Vogeley und Newen verfolgen in ihrer Forschungsarbeit die These, dass die Schizophrenie eine Erkrankung des Selbstbewusstseins darstellt. In ihrem Erkenntnisinteresse lassen sie sich durch eine systematische Herangehensweise leiten und systematisieren den Begriff des "Selbstbewusstseins" in dessen verschiedenen Aspekten: Perspektivität, Personalität, Transparenz usw. Den Selbstbewusstseinsbegriff leitet das Autorenteam historisch anhand von "klassischen" Texten der Bewussteinsphilosophie, etwa Descartes, Hume, Kant, ab. Mit diesen beiden Herangehensweisen entwickeln sie mit der Berücksichtigung neuester neurowissenschaftlicher Erkenntnisse eine Basis zum Verständnis der Schizophrenie als einer differenzierten Beeinträchtigung von Selbstbewusstseinsfunktionen. Der Philosophie-Preis der DGPPN geht nicht zuletzt wegen dieser interdisziplinären Zusammenarbeit an die beiden Wissenschaftler.

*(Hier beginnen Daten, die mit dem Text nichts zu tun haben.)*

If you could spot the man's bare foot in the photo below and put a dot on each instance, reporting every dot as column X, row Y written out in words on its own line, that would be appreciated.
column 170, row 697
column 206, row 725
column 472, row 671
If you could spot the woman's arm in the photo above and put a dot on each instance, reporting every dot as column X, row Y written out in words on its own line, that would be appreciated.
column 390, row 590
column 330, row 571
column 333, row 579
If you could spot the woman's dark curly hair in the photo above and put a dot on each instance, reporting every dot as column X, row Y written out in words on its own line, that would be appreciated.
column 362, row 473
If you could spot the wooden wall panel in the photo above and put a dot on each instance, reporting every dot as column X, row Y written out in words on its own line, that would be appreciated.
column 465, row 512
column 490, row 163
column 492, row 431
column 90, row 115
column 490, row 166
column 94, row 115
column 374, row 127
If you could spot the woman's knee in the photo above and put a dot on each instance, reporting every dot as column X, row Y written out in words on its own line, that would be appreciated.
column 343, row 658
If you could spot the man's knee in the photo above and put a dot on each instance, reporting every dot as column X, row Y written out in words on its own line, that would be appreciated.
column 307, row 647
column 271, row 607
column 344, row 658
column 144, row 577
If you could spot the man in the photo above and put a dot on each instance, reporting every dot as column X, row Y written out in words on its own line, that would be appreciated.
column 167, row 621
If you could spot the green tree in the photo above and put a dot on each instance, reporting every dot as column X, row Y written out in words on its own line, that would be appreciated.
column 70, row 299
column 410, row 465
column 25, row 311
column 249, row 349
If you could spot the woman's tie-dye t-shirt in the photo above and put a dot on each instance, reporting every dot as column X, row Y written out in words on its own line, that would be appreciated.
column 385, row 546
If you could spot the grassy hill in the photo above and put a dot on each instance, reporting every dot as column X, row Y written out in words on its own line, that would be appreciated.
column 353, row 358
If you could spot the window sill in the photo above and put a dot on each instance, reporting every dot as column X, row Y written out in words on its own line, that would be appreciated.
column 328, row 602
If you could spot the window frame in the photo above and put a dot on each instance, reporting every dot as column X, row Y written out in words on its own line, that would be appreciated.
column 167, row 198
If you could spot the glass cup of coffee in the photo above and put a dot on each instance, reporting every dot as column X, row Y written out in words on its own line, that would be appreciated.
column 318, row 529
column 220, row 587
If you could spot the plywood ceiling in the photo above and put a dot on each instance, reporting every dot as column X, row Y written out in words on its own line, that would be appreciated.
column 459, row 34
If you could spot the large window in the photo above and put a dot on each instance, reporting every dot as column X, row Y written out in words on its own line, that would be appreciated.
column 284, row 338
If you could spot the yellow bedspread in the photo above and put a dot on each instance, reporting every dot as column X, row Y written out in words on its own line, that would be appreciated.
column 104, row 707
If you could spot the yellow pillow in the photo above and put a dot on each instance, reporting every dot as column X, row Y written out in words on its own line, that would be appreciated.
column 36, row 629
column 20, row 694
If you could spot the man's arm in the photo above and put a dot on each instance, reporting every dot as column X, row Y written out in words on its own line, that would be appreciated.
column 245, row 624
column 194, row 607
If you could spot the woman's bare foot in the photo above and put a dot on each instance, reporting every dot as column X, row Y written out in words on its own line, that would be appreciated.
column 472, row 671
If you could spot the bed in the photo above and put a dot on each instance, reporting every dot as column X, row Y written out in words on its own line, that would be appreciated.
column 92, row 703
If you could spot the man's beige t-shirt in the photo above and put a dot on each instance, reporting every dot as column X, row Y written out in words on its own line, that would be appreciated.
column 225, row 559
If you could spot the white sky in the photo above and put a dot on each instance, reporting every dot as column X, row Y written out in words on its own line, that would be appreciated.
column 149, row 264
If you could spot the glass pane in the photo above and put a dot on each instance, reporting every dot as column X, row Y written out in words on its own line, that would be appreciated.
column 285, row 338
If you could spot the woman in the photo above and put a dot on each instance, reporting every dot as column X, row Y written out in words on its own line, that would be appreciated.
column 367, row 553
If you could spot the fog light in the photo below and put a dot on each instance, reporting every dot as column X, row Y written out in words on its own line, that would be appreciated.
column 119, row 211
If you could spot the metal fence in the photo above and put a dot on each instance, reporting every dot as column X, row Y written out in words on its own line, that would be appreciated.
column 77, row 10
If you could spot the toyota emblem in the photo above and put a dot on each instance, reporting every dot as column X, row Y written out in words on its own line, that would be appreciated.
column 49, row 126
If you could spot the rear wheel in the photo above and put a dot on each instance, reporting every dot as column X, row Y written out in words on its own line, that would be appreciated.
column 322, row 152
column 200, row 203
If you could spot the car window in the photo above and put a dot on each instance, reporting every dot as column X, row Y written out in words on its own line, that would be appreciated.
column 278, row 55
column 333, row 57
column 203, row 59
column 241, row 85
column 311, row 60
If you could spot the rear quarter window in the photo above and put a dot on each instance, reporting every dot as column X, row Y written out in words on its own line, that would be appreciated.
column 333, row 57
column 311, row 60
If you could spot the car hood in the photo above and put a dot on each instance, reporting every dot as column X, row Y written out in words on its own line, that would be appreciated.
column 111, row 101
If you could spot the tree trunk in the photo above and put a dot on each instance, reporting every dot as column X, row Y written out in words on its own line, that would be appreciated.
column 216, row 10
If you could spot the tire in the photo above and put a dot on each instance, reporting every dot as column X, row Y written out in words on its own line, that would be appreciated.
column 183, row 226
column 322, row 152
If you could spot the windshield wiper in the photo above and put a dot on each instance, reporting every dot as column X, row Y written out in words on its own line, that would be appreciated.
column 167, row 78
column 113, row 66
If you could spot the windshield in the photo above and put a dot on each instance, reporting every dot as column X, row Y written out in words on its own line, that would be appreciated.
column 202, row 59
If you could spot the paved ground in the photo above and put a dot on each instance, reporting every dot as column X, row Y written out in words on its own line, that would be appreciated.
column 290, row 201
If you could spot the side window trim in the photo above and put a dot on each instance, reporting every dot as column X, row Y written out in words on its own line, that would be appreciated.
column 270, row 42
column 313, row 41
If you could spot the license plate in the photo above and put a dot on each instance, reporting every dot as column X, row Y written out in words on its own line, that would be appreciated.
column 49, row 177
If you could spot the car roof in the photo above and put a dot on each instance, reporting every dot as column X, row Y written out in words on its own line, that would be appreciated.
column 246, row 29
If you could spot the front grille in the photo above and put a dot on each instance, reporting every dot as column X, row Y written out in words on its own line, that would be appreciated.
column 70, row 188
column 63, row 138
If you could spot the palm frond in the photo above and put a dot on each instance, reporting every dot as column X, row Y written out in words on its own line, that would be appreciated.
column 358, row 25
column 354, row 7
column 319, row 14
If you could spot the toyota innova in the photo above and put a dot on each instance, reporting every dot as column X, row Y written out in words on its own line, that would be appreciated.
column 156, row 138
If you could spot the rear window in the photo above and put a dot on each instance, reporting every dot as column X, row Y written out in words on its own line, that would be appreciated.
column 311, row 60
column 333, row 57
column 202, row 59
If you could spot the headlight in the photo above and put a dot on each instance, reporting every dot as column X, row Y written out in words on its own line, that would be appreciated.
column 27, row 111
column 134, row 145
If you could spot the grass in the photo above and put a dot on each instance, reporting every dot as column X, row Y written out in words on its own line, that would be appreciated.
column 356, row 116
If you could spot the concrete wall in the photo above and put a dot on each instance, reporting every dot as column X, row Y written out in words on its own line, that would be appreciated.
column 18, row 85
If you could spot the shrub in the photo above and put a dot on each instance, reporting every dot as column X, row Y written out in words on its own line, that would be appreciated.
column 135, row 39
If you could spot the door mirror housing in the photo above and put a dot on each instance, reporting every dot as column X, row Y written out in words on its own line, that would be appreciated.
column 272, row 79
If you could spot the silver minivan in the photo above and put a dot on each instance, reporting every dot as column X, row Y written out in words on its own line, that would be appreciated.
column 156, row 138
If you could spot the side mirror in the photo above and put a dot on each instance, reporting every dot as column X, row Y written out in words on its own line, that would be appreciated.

Jann E. Schlimme zeigt in seinem Wettbewerbsbeitrag auf, dass in bestimmten historischen Phasen der Entwicklung des Medizinfachs Psychiatrie der Blick des Psychiaters auf den Wahn selbst eine dem Gegenstand der Untersuchung mimetische, das heisst ihm ähnelnde Struktur annehmen kann. Schlimmes Methode orientiert sich an einer historisch-kritischen Lektüre von klassischen psychiatrischen Texten, vor allem des 19. Jahrhunderts. Mit dem Thema der Wahnhaftigkeit im psychiatrischen Blick deckt er einen bisher "blinden Fleck" der Psychiatriegeschichte auf. Damit gelingt ihm eine kritische Reflektion auch der heutigen psychiatrischen Praxis, die der Jury ebenfalls auszeichnungswürdig erschien.
Informationen zu den Preisträgern des DGPPN-Preises für Philosophie
in der Psychiatrie
Prof. Dr. Dr. Kai Vogeley, geb. 1963, hat nach dem Studium der Medizin, Philosophie, Geschichte der Medizin und Erziehungswissenschaften in Düsseldorf, Baltimore und London seine Facharztausbildung in Düsseldorf und Berlin durchlaufen. Anschließend war er an der Universität Bonn und am Forschungszentrum Jülich tätig. Seit 2004 ist er Professor für Früherkennung und Präventionsmedizin an der Klinik und Poliklinik für Psychiatrie und Psychotherapie des Klinikums der Universität zu Köln und leitender Oberarzt der Klinik. Seine Arbeitsgebiete sind u. a. neuronale Korrelate des Perspektivwechsels und der sozialen Kognition, Neurobiologie der Schizophrenie sowie Selbstbewusstsein und Selbstkonstrukt.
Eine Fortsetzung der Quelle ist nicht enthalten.